The latter part of the day contained a few moments of joy.  A late breakfast was being served in the cafeteria.  Abigail sat by me.  She smiled and laughed at the things I said.  She sang at the table with Timothy.  She sounded so beautiful.  I wish I could sing beautifully so she would desire to sing with me.  Music is a huge part of my life, but I can only survive in a chorus.  I don’t sound too great on my own.

I want to live a long time on earth before heaven; if only to be around people like Abigail.

I made a snow angel in the snow as we walked back tonight.

But it seems as if I’m falling for someone else’s angel.

November 20, 1996 – Wednesday – 8:45 p.m.

I told Timothy that Jessica and I went for a walk.  Then at lunch yesterday while I was talking to Abigail, Timothy came over and said, “who ya talkin’ bout?  Jessica?”

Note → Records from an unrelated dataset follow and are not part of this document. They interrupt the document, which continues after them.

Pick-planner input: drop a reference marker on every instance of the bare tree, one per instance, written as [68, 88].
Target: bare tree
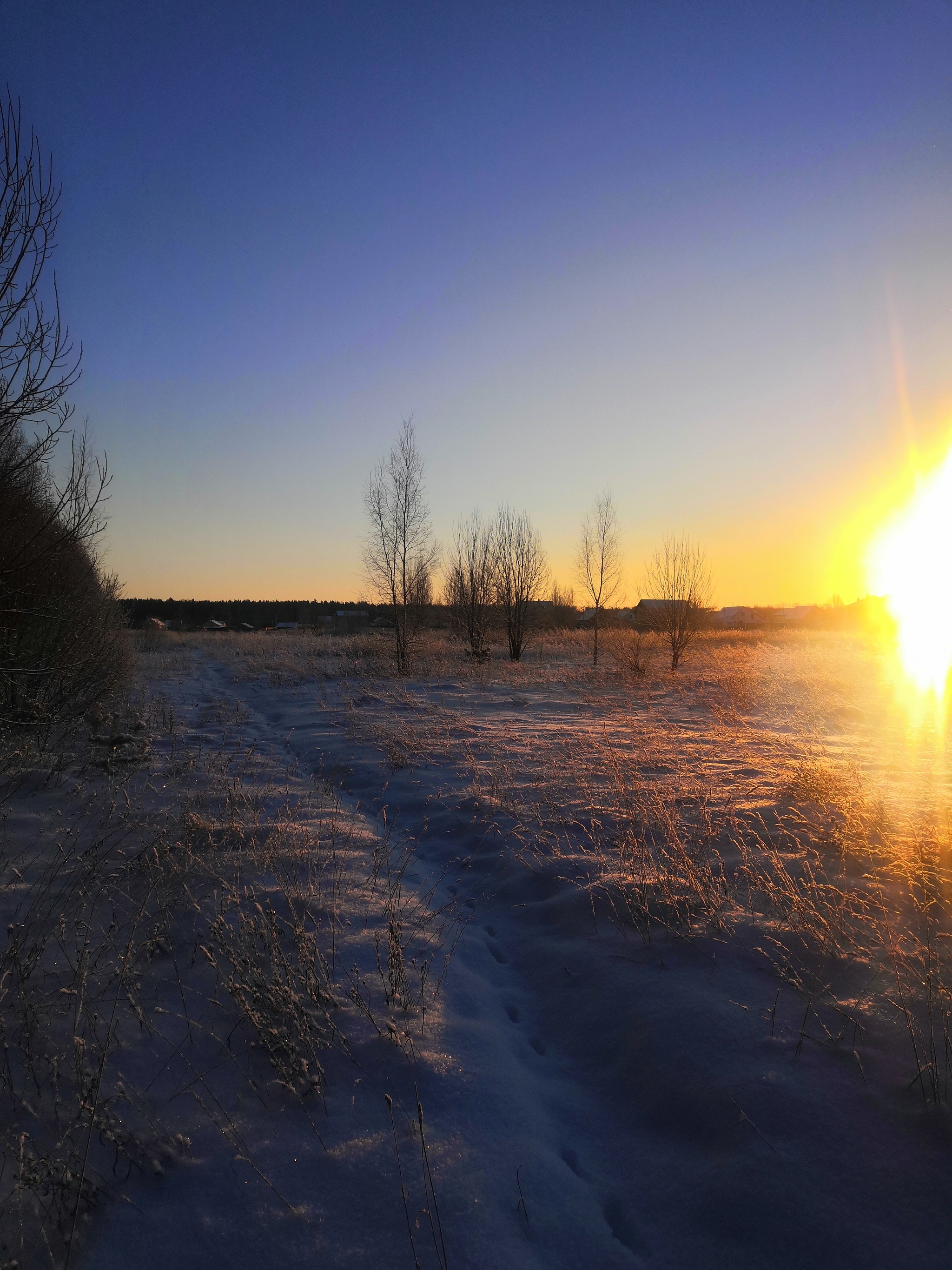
[522, 576]
[471, 582]
[400, 552]
[598, 559]
[678, 581]
[37, 361]
[59, 614]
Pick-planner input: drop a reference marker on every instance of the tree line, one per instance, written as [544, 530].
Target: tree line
[496, 572]
[60, 620]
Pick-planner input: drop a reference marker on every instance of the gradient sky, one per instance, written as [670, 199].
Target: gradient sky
[701, 253]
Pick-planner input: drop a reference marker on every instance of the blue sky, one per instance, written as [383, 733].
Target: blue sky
[673, 248]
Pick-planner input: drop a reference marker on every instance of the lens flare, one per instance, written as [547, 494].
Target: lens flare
[911, 563]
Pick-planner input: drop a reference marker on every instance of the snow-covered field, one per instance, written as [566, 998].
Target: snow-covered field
[664, 962]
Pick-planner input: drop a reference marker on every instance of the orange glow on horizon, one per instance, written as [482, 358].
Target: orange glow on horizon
[911, 562]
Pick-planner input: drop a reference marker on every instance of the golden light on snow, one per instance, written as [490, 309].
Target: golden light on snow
[911, 563]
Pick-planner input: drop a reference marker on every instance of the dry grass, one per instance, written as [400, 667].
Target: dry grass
[772, 795]
[201, 923]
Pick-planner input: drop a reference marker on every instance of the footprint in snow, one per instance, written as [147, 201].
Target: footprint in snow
[624, 1229]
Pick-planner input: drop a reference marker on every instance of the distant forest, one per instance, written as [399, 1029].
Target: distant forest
[233, 612]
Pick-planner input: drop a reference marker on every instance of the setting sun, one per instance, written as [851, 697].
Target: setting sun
[911, 564]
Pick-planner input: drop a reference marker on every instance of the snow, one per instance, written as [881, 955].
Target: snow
[591, 1100]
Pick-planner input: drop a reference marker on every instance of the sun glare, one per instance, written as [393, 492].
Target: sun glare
[911, 563]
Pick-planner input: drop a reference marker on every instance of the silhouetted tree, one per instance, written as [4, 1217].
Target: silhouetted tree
[471, 582]
[598, 560]
[400, 552]
[522, 576]
[680, 582]
[59, 620]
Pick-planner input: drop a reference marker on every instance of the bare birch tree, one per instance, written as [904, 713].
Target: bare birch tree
[598, 559]
[471, 582]
[678, 579]
[522, 576]
[400, 552]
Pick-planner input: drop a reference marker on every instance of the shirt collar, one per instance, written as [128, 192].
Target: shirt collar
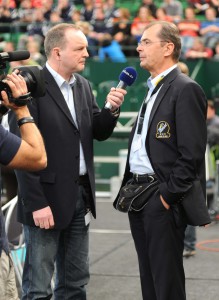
[152, 82]
[59, 79]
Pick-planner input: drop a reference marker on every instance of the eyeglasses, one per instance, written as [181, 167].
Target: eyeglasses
[148, 43]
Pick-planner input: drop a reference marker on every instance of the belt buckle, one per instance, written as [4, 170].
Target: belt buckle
[151, 178]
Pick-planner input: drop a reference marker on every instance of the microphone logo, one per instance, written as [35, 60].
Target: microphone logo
[127, 73]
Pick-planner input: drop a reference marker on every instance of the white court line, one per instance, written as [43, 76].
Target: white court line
[109, 231]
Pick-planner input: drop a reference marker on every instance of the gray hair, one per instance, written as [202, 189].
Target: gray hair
[169, 33]
[55, 37]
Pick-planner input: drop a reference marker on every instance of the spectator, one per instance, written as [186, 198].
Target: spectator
[210, 28]
[151, 5]
[144, 17]
[200, 6]
[174, 9]
[47, 8]
[100, 25]
[216, 52]
[199, 50]
[188, 28]
[87, 10]
[110, 49]
[35, 30]
[110, 9]
[65, 9]
[121, 32]
[35, 55]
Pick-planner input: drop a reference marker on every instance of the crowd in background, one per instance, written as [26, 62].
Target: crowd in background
[112, 30]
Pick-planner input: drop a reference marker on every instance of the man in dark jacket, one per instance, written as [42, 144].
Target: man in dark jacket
[56, 205]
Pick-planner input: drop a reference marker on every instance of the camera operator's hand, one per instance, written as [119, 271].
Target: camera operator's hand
[18, 88]
[31, 154]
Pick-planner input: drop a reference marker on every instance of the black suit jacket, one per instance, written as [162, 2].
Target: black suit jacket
[176, 143]
[57, 185]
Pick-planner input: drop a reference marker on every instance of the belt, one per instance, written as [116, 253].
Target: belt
[83, 179]
[143, 178]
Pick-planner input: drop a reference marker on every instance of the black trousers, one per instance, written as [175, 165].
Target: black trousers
[158, 234]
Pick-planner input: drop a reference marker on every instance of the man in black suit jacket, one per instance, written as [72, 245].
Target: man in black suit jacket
[56, 205]
[28, 153]
[168, 149]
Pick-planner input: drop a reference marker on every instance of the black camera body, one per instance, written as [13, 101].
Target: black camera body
[32, 75]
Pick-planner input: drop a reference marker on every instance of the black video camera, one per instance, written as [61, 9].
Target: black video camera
[32, 75]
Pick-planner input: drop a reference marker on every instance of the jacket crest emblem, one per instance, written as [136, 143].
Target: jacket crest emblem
[163, 130]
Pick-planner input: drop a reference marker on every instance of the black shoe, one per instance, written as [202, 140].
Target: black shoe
[188, 253]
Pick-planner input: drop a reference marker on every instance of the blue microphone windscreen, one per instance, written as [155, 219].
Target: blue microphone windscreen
[128, 75]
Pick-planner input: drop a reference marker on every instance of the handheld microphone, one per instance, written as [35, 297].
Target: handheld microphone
[126, 78]
[14, 56]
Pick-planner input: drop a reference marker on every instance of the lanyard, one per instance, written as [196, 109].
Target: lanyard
[144, 106]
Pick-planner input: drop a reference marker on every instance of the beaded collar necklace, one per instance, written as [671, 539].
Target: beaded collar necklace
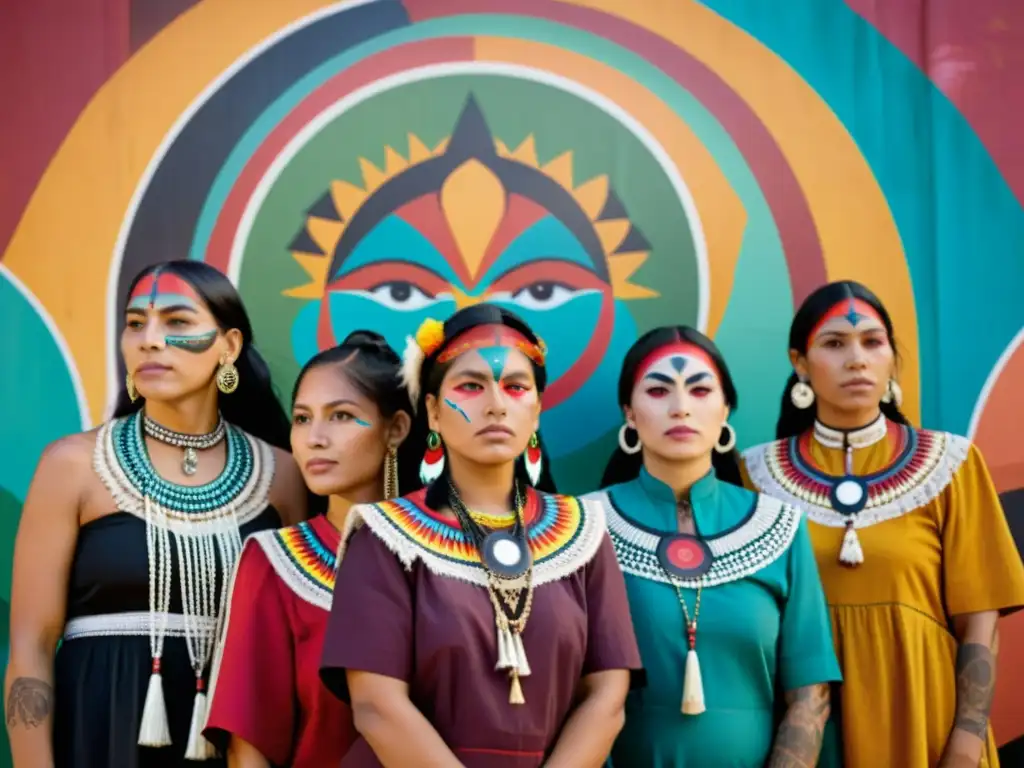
[201, 524]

I pretended like he didn’t say anything since Abigail is Jessica’s roommate.

But then he mentioned something in front of Ann-Marie today.  She asked me directly if I liked Jessica.  I stuttered, but then finally said, “I just think she’s adorable.”

Abigail appeared on the scene and she had a smile on her face, something I haven’t seen for a week.  She’s been going through a rough time since her parents are moving and she feels like she should be there with them during the transition.

It really hurts me when I see either Abigail, Jessica, or Shawna hurt.  I’ve grown attached to them.  They mean the world to me.  I’m sure somebody has said something to Jessica, but she continues to be loads of fun.  Maybe she likes me too.  But then again, maybe not.

Those girls, Josh, Timothy, Ann-Marie; they are the best things that have happened this semester.  Bless them Lord.  Bless them.